There will be some inconvenience, frustration and other problems, but this is an opportunity for the officers and civilians of the Police Department to serve the homeless.

On the other hand, the homeless will have an opportunity to reconfirm that they are decent, law-abiding citizens who are temporarily without economic resources. The homeless can demonstrate their mahalo by keeping the area clean and sanitary and by not interfering with the normal activities of the public and Police Department.

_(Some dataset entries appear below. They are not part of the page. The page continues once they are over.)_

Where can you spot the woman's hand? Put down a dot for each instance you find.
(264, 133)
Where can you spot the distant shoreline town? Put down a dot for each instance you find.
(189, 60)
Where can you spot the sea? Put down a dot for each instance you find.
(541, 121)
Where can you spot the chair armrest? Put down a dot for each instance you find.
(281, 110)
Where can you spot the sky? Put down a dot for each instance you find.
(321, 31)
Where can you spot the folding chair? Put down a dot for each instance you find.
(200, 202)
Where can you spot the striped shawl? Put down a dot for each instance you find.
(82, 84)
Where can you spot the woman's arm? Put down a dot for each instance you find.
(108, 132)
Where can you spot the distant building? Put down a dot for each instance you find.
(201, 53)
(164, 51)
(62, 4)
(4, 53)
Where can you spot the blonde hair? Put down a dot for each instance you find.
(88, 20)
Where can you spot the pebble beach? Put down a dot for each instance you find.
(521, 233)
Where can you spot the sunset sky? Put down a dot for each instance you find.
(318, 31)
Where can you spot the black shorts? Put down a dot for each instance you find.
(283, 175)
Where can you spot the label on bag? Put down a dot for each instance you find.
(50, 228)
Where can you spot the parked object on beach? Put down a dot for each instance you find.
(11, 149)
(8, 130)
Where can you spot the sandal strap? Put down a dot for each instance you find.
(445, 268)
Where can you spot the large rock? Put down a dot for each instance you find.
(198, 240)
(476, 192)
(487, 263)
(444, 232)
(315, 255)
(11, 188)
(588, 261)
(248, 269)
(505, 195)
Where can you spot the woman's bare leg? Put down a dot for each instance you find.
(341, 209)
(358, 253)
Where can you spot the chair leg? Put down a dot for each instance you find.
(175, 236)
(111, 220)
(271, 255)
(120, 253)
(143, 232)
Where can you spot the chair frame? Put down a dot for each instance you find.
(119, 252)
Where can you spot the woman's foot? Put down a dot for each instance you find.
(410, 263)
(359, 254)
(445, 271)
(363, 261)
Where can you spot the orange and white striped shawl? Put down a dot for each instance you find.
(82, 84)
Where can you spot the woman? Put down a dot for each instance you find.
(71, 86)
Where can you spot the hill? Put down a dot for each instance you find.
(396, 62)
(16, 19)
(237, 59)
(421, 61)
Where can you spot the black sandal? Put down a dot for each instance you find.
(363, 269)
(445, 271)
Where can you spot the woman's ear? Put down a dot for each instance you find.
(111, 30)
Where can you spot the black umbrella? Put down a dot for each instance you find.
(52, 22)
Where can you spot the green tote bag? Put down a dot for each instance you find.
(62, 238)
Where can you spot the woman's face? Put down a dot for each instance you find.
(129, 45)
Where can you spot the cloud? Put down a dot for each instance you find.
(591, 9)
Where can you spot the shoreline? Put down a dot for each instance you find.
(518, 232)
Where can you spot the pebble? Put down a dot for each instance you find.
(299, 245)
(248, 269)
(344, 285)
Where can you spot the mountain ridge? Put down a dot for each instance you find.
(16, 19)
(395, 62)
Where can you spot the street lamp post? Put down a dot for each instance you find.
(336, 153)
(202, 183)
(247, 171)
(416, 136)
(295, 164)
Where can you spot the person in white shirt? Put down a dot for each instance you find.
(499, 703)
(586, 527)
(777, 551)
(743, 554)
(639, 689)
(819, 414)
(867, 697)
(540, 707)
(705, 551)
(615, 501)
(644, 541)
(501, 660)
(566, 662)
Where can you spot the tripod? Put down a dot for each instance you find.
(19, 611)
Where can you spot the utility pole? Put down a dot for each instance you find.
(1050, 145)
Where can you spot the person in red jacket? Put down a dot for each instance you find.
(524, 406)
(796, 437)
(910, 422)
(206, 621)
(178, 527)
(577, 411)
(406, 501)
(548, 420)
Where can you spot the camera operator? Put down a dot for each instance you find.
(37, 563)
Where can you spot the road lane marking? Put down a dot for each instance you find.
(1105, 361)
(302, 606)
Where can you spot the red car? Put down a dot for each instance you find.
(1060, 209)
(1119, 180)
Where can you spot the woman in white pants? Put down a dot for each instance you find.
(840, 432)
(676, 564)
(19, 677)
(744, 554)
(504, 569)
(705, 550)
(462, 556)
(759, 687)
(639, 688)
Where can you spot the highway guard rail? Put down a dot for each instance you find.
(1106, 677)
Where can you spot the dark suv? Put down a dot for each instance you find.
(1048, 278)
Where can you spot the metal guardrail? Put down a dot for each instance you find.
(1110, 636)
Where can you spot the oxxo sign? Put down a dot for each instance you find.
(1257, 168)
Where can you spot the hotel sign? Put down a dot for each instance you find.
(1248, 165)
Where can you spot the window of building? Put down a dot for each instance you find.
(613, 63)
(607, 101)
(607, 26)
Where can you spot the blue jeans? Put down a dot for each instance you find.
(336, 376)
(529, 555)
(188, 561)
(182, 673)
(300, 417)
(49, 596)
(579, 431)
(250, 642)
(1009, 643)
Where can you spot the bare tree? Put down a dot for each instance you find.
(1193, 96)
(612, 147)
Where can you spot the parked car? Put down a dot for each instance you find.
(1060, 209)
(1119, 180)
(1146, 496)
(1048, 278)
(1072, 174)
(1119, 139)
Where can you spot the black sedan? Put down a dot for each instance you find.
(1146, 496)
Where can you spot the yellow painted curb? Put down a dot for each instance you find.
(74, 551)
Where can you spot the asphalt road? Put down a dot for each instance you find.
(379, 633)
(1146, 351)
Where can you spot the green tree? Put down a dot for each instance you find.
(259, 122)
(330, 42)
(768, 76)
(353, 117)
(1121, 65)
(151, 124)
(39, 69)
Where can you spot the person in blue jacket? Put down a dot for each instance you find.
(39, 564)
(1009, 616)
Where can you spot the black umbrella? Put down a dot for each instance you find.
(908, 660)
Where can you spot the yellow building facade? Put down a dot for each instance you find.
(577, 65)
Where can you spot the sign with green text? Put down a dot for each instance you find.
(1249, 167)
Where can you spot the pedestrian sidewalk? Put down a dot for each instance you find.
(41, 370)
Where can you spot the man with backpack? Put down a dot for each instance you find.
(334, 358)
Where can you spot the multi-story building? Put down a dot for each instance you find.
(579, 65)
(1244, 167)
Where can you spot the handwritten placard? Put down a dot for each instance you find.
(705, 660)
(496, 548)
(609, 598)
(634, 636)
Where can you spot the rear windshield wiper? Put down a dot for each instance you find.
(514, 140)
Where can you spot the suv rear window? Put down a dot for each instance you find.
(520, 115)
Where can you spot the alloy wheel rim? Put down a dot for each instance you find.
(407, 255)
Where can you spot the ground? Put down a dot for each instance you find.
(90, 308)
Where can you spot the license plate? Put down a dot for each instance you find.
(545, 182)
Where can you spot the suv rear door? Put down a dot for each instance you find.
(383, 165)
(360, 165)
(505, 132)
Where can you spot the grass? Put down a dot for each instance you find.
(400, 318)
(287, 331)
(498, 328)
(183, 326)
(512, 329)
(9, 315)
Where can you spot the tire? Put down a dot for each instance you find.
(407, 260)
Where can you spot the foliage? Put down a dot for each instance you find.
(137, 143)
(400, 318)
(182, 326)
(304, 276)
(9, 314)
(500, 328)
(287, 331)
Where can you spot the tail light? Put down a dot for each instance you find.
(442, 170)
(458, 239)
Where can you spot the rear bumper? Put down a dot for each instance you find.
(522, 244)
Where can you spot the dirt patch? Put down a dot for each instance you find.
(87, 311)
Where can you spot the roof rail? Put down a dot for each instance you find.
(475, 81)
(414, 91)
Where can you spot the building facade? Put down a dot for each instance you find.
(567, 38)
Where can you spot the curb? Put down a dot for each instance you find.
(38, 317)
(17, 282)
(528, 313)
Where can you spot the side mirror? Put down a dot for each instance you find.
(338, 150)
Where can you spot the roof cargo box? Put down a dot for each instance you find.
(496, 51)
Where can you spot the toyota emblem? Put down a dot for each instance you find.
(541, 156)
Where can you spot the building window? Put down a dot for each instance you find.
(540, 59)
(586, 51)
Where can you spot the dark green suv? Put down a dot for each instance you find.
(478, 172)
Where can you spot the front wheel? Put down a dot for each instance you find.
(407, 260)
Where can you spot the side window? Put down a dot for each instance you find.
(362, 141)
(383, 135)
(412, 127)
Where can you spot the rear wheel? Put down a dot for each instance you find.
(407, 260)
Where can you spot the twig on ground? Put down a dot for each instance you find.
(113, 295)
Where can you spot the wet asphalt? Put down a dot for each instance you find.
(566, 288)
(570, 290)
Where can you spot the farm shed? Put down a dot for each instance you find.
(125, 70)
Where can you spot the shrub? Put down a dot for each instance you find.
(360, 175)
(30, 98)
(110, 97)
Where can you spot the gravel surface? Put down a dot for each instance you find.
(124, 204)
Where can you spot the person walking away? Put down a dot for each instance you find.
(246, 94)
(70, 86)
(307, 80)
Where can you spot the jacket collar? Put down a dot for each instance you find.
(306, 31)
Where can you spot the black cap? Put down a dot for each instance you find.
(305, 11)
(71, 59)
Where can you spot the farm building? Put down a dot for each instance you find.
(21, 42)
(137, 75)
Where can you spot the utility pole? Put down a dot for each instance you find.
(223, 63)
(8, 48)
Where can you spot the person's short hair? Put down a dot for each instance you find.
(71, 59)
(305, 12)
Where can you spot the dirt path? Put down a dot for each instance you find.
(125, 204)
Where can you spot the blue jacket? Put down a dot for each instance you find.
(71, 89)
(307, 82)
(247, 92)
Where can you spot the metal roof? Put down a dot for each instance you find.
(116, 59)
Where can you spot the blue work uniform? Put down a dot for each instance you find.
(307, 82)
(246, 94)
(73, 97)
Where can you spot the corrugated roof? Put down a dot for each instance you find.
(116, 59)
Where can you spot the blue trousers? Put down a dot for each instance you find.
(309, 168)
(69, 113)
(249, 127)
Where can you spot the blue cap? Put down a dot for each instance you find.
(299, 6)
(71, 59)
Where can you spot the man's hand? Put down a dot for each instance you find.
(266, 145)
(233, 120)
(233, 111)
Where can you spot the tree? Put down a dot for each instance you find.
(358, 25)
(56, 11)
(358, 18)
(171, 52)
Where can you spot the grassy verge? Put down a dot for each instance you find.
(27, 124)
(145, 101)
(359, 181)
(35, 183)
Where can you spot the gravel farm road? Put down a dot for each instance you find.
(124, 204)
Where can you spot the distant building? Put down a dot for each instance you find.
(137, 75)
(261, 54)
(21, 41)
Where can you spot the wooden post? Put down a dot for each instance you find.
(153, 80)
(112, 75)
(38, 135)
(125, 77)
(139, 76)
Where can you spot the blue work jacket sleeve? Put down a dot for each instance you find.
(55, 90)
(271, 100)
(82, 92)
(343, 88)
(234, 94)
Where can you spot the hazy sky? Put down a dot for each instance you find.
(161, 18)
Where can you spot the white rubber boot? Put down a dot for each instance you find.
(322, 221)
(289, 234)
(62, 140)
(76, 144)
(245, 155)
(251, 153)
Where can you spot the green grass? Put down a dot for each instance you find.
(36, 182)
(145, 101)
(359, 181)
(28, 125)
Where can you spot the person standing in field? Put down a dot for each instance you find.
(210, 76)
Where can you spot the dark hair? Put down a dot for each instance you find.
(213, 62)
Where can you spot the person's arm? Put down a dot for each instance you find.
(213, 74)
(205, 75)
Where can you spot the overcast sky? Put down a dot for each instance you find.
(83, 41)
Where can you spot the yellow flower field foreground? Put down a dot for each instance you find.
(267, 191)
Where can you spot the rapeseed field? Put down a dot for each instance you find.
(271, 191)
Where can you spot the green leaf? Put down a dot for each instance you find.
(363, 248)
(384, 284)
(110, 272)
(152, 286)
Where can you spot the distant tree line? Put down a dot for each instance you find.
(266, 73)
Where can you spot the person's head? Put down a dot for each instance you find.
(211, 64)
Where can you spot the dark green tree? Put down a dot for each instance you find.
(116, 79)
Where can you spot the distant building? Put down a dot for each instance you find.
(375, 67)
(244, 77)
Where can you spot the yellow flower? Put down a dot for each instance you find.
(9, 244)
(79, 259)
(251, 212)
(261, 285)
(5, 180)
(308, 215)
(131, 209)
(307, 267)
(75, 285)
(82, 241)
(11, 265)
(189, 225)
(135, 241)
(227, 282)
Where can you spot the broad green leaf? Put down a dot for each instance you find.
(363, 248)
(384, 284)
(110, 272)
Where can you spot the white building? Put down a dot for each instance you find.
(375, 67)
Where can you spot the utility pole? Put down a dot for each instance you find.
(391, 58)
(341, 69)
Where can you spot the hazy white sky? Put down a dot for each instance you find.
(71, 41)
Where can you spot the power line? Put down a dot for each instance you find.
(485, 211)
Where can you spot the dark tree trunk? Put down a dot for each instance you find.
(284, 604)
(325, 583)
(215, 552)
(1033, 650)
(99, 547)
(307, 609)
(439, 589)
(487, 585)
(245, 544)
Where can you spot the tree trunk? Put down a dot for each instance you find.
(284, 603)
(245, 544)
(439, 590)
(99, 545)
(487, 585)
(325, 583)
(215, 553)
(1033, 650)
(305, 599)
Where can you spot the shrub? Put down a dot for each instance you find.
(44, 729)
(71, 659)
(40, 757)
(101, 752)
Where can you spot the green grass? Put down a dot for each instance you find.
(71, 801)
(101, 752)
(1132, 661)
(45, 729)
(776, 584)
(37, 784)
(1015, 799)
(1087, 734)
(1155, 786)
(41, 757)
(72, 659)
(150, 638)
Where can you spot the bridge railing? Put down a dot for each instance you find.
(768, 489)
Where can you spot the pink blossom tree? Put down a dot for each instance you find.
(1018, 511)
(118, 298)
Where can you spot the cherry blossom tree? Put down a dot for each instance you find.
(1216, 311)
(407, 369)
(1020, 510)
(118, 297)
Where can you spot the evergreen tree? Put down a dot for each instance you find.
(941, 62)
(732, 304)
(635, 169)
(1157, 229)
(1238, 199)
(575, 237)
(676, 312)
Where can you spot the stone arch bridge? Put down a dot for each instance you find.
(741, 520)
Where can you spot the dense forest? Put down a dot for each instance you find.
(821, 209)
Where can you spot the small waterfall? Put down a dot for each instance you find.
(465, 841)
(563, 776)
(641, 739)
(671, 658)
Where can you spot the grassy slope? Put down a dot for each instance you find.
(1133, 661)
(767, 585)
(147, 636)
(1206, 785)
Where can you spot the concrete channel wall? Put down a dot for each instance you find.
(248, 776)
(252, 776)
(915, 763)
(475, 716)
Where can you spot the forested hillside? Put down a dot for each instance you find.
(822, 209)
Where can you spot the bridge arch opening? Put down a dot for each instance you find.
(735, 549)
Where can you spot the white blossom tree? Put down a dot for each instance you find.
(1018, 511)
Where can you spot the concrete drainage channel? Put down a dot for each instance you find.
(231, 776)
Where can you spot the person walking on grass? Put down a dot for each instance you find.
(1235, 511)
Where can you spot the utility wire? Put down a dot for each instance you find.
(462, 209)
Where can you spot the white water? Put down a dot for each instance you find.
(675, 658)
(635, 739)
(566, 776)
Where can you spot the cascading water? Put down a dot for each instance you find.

Think of the impact this gesture of aloha will have on the children. They will feel that they can be next to an officer and not feel afraid or feel the need to run and hide.

Cynthia Endo
Honolulu

RAINFALL

WARNINGS IGNORED

Hawai'i endured more than 40 days and 40 nights of rain and catastrophic flooding. Thunder crashes about me as I write. No one here has built an ark, but scientists say that like the Great Flood of the Bible, mankind has brought this on itself. Scientists also tell us what to do to save ourselves. As in biblical times, few listen.

Scott Allen
Kailua

RIVERS OF WATER

1958 RAINSTORM WAS FAR WORSE THAN RECENT ONE

I hear "long-time residents" saying March 31 was the worst storm they ever saw in Hawai'i. Am I the only one who remembers March 5, 1958, when O'ahu received 17 1/2 inches of rain in 24 hours?

It's taken a biblical 40 days and 40 nights of downpour to surpass that volume. The storm drains were so overloaded there were geysers shooting up through the sidewalks, and the streets downtown were curb-to-curb rivers of water.

Jean Garcia
Honolulu

POINT OF PRIDE

U.S. LENDS STRENGTH TO MANY NATIONS' FIGHTS

In response to Joseph Kaleo'onalani Aikala's March 31 letter titled "Overthrow," I would like to say that I am in full agreement that Kamehameha I should not be on the state quarter.

However, I would like to take it a step further and say that Queen Lili'uokalani should not be the one to grace the currency of our great country. Rather it should be Grover Cleveland, who was the president who conquered this "sovereign" nation: a nation that would have been helpless to prevent an "overthrow" or "invasion" by any country.

I would also like to remind Mr. Aikala that it was Uncle Sam's "Might makes right" attitude that put a stop to Adolf Hitler's plans of mass racial genocide, a plan that native Hawaiians would have undoubtedly fallen victim to.

It was the "our way or the highway" thinking that prevented communist North Korea from invading its peaceful neighbor and our "you're either with U.S. or against U.S." mentality that ended Saddam Hussein's bloodthirsty attacks on Kuwait that killed thousands of women and children.

Many brave Hawaiians have fought and died to defend the American values that you spit on with sarcasm. Shame on you for letting your pride cast a shadow over the memory of our fallen heroes. God bless America.